Clemelia Richardson, PhD, LCSW , Bureau of Human Services, Houston Department of Health and Human Services, Houston, TX
Janice M. Paul, PhD , Bureau of Health Planning and Evaluation, Houston Department of Health and Human Services, Houston, TX
Approximately, 4.5 million people are living with Alzheimer's disease (AD). Research indicates family members are the primary source of support for this population. Estimates project that by 2050, 16 million Americans could be diagnosed with AD (Friedman, 2007). There is likely to be a significant increase associated with Alzheimer's family caregiving. Additionally, services and supports should be tailored to the diverse needs of these caregivers.

To respond to this growing need, Harris County Area Agency on Aging (HCAAA) successfully launched Conversations with Caregivers and The Book of Alzheimer's for African-American Churches (The Book). These resources: (1) address the multiple needs of diverse Alzheimer's caregivers; (2) integrate their voice in services; and (3) blend formal and informal supports for this population. Conversations with Caregivers goes beyond traditional support group models by utilizing caregivers' input to augment AAA services. This quarterly forum offers caregiver selected educational topics and provides opportunities for mutual support. The Book is a tool to train churches on innovative ways to address challenges related to Alzheimer's caregiving. Qualitative evaluation from both is shaping development of standardized training modules for Alzheimer's caregivers and communities.

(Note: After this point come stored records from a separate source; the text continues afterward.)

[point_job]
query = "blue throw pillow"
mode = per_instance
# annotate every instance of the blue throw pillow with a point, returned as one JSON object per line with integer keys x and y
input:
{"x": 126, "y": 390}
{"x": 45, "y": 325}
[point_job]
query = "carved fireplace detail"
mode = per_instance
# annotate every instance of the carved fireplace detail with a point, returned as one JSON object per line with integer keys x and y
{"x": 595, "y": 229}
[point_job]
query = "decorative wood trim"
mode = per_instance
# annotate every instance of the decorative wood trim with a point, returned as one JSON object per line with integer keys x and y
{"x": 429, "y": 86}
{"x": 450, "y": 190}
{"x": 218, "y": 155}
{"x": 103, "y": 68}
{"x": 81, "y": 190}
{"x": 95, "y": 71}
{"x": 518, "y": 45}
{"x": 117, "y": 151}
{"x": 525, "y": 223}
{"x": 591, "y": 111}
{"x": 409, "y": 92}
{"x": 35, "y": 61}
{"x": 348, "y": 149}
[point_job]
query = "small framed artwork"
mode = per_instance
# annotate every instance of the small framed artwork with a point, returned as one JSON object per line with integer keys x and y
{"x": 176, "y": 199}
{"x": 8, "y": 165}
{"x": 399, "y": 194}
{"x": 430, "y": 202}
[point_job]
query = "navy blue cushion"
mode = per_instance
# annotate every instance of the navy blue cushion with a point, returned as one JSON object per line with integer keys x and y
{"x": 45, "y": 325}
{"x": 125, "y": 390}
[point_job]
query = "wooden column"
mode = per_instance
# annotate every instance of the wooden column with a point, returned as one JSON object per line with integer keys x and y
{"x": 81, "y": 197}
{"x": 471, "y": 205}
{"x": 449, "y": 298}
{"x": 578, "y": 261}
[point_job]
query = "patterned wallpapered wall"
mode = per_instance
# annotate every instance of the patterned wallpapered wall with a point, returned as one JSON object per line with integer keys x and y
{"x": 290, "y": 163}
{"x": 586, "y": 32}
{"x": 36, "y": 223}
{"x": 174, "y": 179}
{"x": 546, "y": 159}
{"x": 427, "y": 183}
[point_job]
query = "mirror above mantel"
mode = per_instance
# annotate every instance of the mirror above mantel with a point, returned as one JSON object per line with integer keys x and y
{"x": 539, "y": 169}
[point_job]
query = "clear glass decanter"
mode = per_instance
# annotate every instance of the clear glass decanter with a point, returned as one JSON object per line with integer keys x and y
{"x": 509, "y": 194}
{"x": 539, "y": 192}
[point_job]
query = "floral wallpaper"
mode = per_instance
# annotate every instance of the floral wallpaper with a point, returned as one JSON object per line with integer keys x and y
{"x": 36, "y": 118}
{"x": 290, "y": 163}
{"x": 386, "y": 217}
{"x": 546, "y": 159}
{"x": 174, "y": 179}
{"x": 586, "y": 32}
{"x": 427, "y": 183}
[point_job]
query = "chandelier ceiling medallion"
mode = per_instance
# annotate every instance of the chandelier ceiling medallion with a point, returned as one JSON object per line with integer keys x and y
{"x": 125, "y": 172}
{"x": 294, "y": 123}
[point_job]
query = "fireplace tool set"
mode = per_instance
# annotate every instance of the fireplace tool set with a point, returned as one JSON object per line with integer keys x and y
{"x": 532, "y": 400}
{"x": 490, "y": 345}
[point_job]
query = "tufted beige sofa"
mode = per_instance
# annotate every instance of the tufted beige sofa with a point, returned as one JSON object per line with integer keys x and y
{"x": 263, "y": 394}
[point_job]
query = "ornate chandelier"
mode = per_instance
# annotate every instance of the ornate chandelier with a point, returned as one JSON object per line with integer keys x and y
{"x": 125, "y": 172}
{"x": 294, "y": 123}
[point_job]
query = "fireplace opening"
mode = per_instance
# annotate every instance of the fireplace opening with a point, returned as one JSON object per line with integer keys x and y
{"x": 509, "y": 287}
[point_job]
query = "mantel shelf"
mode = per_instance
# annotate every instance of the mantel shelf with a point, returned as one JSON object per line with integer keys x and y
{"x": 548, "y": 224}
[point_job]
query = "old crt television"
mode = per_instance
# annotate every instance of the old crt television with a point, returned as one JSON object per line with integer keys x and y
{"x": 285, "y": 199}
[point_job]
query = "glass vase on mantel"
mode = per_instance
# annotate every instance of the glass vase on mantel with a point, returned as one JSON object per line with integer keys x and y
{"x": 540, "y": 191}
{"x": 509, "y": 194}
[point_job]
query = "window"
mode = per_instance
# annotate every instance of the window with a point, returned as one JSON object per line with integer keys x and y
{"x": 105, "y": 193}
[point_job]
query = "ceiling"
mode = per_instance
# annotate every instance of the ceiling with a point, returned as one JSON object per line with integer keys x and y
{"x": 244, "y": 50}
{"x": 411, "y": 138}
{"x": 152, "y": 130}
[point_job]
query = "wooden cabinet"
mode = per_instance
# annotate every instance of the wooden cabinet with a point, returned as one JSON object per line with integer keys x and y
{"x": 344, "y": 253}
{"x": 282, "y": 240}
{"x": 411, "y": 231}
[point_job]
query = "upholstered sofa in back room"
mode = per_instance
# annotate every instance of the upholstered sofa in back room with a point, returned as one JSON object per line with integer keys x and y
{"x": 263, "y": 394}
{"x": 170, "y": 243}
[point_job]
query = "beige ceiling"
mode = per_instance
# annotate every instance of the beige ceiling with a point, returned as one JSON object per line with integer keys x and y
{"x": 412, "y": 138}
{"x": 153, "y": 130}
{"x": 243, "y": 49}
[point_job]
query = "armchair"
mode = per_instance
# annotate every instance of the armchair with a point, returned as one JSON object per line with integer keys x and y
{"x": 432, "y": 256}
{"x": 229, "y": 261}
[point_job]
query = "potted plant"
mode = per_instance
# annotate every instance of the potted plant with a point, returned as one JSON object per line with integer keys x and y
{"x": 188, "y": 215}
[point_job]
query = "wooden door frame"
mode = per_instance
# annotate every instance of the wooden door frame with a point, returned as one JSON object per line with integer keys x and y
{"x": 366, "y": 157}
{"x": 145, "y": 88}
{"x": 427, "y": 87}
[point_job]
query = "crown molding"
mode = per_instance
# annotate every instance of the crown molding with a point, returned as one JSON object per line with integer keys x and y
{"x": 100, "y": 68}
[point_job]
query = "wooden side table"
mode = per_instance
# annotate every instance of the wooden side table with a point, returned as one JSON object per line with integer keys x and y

The purpose of this presentation is to demonstrate the utilization of a qualitative approach in the design, implementation and evaluation of services. Specifically, this workshop will (1) trace the evolution of Conversations with Caregivers; (2) summarize evaluation information from The Book; and (3) discuss HCAAA's Alzheimer's caregivers training modules for implementation in churches and community settings.


Learning Objectives:
By the end of this workshop, participants will be able to: 1. Identify three service models that address the needs of Alzheimer’s caregivers 2. Describe how to integrate qualitative data into service delivery 3. Discuss a process to blend organizational goals and caregivers’ needs

Presenting author's disclosure statement:

Qualified on the content I am responsible for because: My current professional responsibilities include clinical oversight of staff working with this population. I spearheaded the development and implementation of Conversations with Caregivers, a support for Alzheimer's caregivers. Additionally, my dissertation research addresses family caregivers in general.
Any relevant financial relationships? No

I agree to comply with the American Public Health Association Conflict of Interest and Commercial Support Guidelines, and to disclose to the participants any off-label or experimental uses of a commercial product or service discussed in my presentation.